In looking at the factors that determine search engine rankings, we see that high-quality, long-form content, and content with many social media likes and shares, consistently rank highest. We also know that longer content tends to attract more attention on social media; so whether social signals directly lead to higher search rankings or not, the indirect benefits of in-depth content are clear.
SEO will continue to be an important part of the marketing mix, but it will increasingly become about technical aspects like keyword research, indexing issues, meta tags and penalty recovery. Content marketing, on the other hand, will become the key driver of search engine rankings.
5. The reputation of guest blogging as a content marketing strategy will be repaired
When Matt Cutts pronounced it “done” earlier this year, he triggered a mass exodus away from guest blogging. However, due to misinterpretations of his comments, he later clarified that his declaration against guest blogging was meant to discourage marketers from using it solely as a link building technique: “I’m not trying to throw the baby out with the bath water. There are still many good reasons to do some guest blogging (exposure, branding, increased reach, community, etc.).”
Smart content marketers know the difference between what Cutts was addressing and real, legitimate, value-adding guest blogging. They know that legitimate guest blogging is not about article marketing or advertorials, but about contributing excellent, relevant content to high-quality publishers. And they understand that there are many benefits of guest blogging other than just inbound links for SEO.
Although guest blogging has taken a lot of flack this year, come 2015, enough time will have passed that it will again rise as a popular strategy.
6. Budgets for content marketing across most industries will reach new record-highs
According to the 2014 B2B Content Marketing Benchmarks report, 58% of B2B marketers plan to increase their content marketing budgets over the coming year, and of this group, 10% plan to increase it significantly. As marketers and business owners experience the many benefits of content marketing, they’ll be willing to increase their investment in it, dedicating money previously used for SEO campaigns.
This investment will mean increased funds for the creation of diverse types of content: white papers, blog posts, syndicated content, case studies, videos, mobile-specific content and more. However, marketers will also increase their spending on the distribution of this content through paid media and earned media.
7. Content marketers will become more sophisticated when it comes to email marketing
In previous years, email marketing has largely been perceived as a way to distribute existing content such as blog posts and to promote paid products and content to subscribers. However, this model is steadily declining in terms of effectiveness, and smart marketers will need to find new ways of achieving their content marketing goals through email.
A recent survey by Hubspot found that people are less likely than ever to make a purchase from email messages they’ve received. Add to this that many people are frustrated by increased spam and are less likely to actually read all their emails, and the challenge becomes clear: create relevant, compelling email content that your subscribers will actually want to read and engage with.

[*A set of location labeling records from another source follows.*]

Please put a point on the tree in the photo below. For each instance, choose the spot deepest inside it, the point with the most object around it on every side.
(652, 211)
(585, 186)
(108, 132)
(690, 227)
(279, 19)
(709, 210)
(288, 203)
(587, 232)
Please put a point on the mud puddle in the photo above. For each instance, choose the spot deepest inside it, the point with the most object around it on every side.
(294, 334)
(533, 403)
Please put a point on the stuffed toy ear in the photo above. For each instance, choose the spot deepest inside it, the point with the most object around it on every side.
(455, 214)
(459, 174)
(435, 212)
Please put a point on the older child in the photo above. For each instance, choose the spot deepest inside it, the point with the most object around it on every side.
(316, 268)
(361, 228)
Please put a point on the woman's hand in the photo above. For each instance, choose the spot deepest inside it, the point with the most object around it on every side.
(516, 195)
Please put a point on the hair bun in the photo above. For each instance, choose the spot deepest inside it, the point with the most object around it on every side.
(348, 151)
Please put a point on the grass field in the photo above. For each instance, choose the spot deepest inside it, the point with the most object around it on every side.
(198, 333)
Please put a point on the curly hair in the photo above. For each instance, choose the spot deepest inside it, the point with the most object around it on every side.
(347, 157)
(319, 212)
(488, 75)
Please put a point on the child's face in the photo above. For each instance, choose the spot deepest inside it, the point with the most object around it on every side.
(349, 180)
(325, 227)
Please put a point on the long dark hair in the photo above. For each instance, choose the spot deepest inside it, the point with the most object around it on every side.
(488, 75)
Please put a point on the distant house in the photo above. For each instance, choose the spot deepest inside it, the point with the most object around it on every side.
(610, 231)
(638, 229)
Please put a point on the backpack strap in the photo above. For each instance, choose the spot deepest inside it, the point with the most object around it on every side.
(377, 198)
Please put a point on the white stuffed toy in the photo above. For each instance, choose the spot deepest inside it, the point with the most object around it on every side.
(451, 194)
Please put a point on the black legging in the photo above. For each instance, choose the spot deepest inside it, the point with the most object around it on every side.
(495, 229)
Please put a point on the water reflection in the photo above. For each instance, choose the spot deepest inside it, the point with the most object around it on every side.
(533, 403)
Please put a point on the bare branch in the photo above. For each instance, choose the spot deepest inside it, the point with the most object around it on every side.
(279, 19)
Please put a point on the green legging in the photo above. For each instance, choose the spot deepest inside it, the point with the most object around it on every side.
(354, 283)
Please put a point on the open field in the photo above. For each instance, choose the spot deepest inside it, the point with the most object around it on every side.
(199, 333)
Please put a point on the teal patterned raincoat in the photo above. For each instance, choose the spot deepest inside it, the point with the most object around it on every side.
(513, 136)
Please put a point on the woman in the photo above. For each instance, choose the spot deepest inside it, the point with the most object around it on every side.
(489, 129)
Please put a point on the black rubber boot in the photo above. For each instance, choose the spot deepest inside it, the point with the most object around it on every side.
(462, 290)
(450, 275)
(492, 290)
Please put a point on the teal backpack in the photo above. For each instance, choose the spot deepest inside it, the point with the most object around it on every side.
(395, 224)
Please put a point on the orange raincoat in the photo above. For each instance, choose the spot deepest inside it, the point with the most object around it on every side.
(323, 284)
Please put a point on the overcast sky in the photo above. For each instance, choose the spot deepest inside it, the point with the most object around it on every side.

Content marketing may be bigger than ever, but marketers need to be strategic and adaptive in how they carry out their content strategies. 2015 will be the year when content distribution moves to the forefront, while SEO becomes more about working behind the scenes to ensure technical compliance. Social media and email marketing will need to become more sophisticated to reach an increasingly wary audience, and will come to be seen as amplifiers of distribution for content strategies.